To support its science theme, the event in La Rochelle will feature a number of conferences and networking events centered on the challenges of blue-chip science documentary production. Among the programs is a session titled “Alliance Doc: International Co-Productions on the Spot” to help launch international co-productions for science projects. A session called “Meet the Executives” will feature buyers and heads of science programming such as Greg Boustead (Sandbox Films/Simons Foundation), Ricarda Schlosshan (ZDF Terra X), Bernadette McDaid (National Geographic), Chris Hoelzl (Smithsonian Channel) and Susan Dando (CBC) sharing their programming strategies and projects for the upcoming season.
The market will also include such program highlights as the “More Than a Movie: Media with Impact” conference with Ru Mahoney (Sea of Shadows), the “Science Is Not Enough—How to Communicate Science?” panel and a talk with Tom Jennings (1895 Films) about the importance of archives ahead of the Moon landing’s 50th anniversary.

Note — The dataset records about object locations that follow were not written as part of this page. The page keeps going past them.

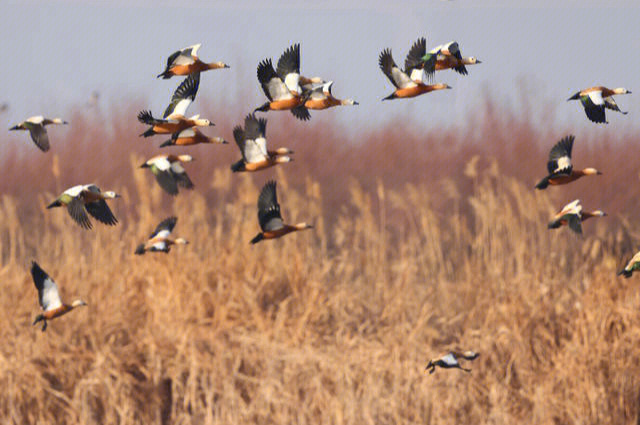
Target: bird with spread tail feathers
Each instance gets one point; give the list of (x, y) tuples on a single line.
[(49, 297), (560, 167), (35, 126), (596, 99), (573, 216), (269, 216), (169, 172), (83, 199), (282, 86), (253, 145), (173, 120), (419, 66), (451, 361), (160, 240), (185, 61)]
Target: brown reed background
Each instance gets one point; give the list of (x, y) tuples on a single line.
[(425, 240)]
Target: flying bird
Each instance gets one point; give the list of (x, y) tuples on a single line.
[(83, 199), (185, 61), (282, 87), (320, 97), (596, 99), (450, 57), (169, 172), (411, 81), (632, 266), (173, 120), (573, 216), (35, 126), (252, 143), (49, 297), (560, 167), (269, 216), (451, 360), (160, 240)]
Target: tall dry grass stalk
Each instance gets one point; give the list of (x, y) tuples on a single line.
[(425, 251)]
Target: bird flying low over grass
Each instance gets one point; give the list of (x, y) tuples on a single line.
[(632, 266), (560, 167), (450, 57), (450, 361), (419, 66), (160, 240), (253, 145), (596, 99), (49, 297), (573, 216), (38, 133), (269, 216), (185, 61), (282, 87), (173, 120), (320, 97), (83, 199), (191, 136), (169, 172)]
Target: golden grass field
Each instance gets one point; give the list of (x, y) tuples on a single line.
[(424, 241)]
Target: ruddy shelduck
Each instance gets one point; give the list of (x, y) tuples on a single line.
[(269, 216), (573, 216), (450, 361), (49, 297), (321, 98), (282, 88), (560, 167), (418, 66), (173, 120), (450, 57), (192, 136), (83, 199), (169, 172), (596, 99), (160, 240), (185, 61), (253, 145), (35, 126), (632, 266)]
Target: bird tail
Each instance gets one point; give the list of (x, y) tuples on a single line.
[(626, 273), (237, 166)]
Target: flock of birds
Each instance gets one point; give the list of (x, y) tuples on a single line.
[(286, 90)]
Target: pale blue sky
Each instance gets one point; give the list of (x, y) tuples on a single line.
[(58, 52)]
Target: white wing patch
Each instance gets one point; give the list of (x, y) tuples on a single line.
[(596, 97), (181, 107), (450, 359), (50, 296), (563, 162)]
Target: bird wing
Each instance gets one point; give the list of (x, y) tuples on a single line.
[(39, 136), (388, 66), (288, 68), (164, 229), (268, 208), (78, 213), (449, 359), (272, 85), (560, 157), (101, 211), (255, 130), (183, 96), (48, 294), (610, 103)]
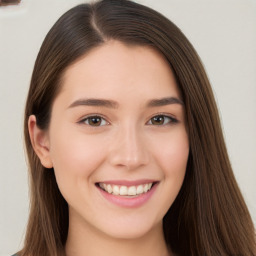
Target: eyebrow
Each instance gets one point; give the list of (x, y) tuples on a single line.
[(94, 102), (114, 104)]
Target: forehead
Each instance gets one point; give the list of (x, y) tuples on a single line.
[(116, 68)]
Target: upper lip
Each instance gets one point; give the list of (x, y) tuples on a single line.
[(128, 182)]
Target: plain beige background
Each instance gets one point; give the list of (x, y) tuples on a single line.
[(222, 31)]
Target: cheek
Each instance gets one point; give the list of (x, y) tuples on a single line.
[(75, 156), (172, 154)]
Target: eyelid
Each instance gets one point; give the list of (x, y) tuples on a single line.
[(84, 118), (173, 119)]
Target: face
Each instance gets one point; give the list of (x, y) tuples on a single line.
[(117, 140)]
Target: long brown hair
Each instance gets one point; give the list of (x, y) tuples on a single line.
[(209, 216)]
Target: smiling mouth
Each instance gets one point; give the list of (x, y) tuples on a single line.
[(126, 191)]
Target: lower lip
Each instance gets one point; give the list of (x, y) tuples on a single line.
[(129, 202)]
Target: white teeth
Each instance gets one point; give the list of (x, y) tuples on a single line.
[(132, 191), (124, 190), (140, 190), (115, 190), (109, 189), (146, 188)]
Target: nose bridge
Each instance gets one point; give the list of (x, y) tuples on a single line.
[(129, 147)]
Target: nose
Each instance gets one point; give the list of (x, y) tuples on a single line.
[(128, 149)]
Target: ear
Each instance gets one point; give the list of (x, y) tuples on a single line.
[(40, 142)]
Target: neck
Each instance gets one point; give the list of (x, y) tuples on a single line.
[(86, 240)]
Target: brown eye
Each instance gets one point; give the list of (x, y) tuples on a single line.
[(158, 120), (162, 120), (95, 121)]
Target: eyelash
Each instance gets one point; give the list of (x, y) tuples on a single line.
[(171, 120)]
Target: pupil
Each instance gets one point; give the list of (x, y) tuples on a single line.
[(158, 120), (95, 121)]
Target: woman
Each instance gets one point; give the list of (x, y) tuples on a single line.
[(124, 142)]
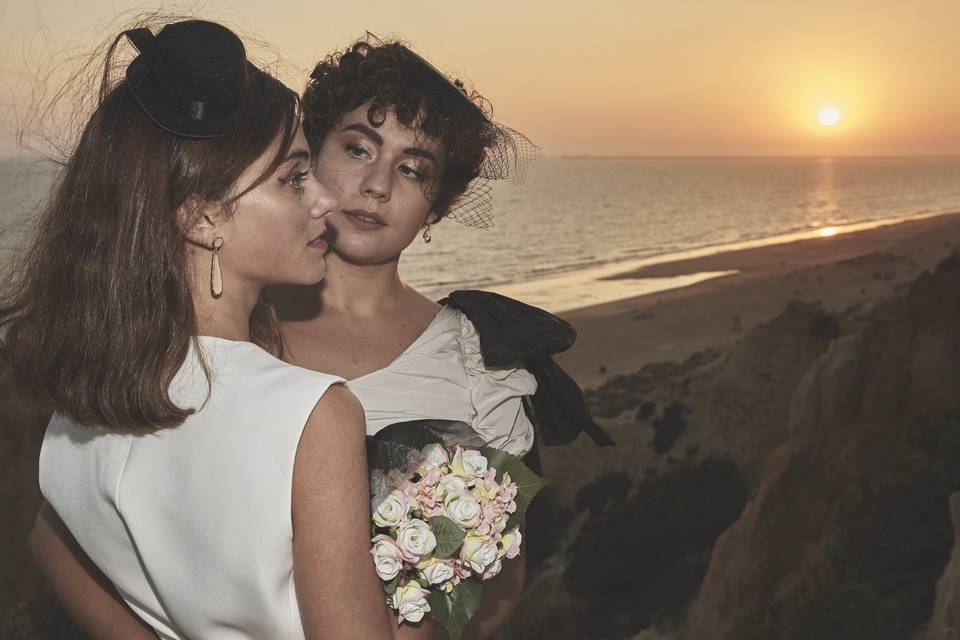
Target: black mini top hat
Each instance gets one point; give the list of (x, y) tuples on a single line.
[(193, 79)]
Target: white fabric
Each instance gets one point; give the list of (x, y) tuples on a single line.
[(192, 524), (441, 376)]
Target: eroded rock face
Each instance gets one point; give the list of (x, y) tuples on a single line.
[(734, 403), (850, 428), (946, 615)]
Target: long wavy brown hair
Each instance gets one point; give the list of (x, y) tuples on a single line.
[(99, 317)]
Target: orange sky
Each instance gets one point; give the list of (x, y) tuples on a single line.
[(685, 77)]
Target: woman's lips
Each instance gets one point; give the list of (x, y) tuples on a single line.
[(318, 243), (364, 220)]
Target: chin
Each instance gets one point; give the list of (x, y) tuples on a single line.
[(366, 248)]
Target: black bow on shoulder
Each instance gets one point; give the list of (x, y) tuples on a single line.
[(513, 333)]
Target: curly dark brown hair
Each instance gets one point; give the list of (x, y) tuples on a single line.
[(386, 75)]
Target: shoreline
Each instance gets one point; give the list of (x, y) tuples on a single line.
[(581, 288), (846, 271)]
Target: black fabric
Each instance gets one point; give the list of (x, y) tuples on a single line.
[(516, 334), (193, 79), (512, 331)]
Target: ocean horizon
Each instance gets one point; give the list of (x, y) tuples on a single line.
[(577, 220)]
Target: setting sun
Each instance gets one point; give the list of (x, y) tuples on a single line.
[(828, 116)]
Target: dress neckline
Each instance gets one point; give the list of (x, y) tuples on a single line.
[(416, 342)]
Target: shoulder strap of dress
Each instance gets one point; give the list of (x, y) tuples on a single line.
[(512, 332)]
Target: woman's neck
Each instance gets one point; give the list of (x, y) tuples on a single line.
[(361, 290), (227, 316)]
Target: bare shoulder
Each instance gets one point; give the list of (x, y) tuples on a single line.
[(337, 415), (421, 303)]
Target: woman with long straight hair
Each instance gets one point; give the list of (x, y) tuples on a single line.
[(221, 491)]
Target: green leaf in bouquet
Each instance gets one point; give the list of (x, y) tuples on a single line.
[(453, 610), (528, 483), (449, 536), (388, 448)]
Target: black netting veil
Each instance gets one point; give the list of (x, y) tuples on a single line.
[(506, 155)]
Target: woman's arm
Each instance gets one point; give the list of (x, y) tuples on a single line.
[(85, 593), (338, 588)]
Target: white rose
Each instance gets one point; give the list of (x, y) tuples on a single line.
[(434, 456), (390, 510), (510, 544), (436, 571), (386, 557), (478, 552), (463, 509), (468, 463), (451, 484), (410, 601), (415, 538)]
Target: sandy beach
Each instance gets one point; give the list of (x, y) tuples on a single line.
[(848, 270), (840, 271)]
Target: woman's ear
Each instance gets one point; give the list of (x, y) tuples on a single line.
[(200, 221)]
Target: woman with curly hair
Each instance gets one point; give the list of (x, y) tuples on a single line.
[(402, 148), (222, 492)]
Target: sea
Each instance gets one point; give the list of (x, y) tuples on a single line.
[(575, 221)]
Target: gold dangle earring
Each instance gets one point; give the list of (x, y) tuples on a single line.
[(216, 275)]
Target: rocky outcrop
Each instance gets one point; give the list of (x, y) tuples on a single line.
[(946, 614), (850, 432), (734, 402)]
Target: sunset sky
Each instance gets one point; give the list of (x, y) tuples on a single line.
[(685, 77)]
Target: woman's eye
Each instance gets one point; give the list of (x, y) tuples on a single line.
[(296, 181), (410, 172), (357, 151)]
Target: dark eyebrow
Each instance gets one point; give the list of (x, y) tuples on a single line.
[(299, 154), (378, 139)]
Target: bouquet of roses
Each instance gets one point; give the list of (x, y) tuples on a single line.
[(444, 519)]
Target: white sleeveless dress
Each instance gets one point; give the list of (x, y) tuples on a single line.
[(441, 377), (192, 524)]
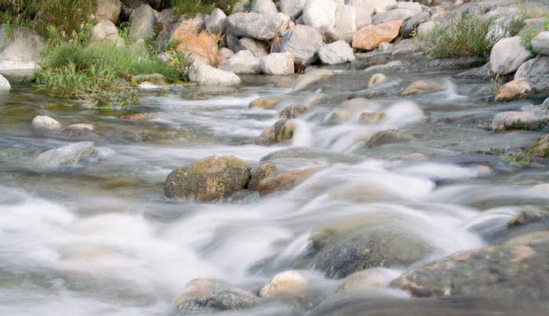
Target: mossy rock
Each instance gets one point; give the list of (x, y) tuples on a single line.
[(209, 179)]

Returning for the third year in a row, PiXii (Paths of Interaction, eXperiences in Immersion & Innovation) serves as a generator for digital co-production activities. The program gathers and organizes the next generation of producers and explores location-based entertainment (LBE), which can provide a more immersive documentary experience at venues such as museums and even schools. For the first time, immersive and interactive installations competed to join the PiXii Festival official selection.
For 2019, PiXii has expanded into three parts—a market, a festival and a kickstarter. “My concern was to really bring younger producers, and different—not broadcasters per se, but distributors—for the new formats,” says Jeanneau. “This is important because these younger producers are using new ways of producing, new formats, new techniques. It has always been really important for Sunny Side to reflect these innovations, to reflect these new young people.”
Further, Sunny Side of the Doc will hold five pitching sessions this year—Science (followed by one-to-one meetings), Social and Human Interest, History, Arts and Culture, and Natural History and Wildlife—that will enable creatives from across the globe to pitch their in-development projects before more than 300 international decision-makers and distributors such as Christiane Hinz (Western German Broadcasting, ARD/WDR), Harrison Cassian (BBC), Hossein Panahidorcheh (Ayat Media), Otto Schwarz (ORF III), Ana Paula Mansur (Canal Curta!), Dirk Neuhoff (NDR Television), Akira Yoshizawa (NHK), Nicola Hewitt (Viasat World), Tom Bleyaert (VRT), Marie Beuzard (ARTE France) and Francesca Johnson (National Geographic Partners).
A total of 12 science and nature projects were selected to be pitched at Sunny Side of the Doc next month, and eight of the new projects will get the opportunity to move from the media laboratory into production through international collaborations during a closed-door session.
“I must say that this year, the projects that we gathered covering science and nature were really good. It was pretty difficult to select,” says Jeanneau. “It means something that we have more good projects in than before, and it becomes something important for the TVs, for the producers and the distributors, too, to get to see this content.”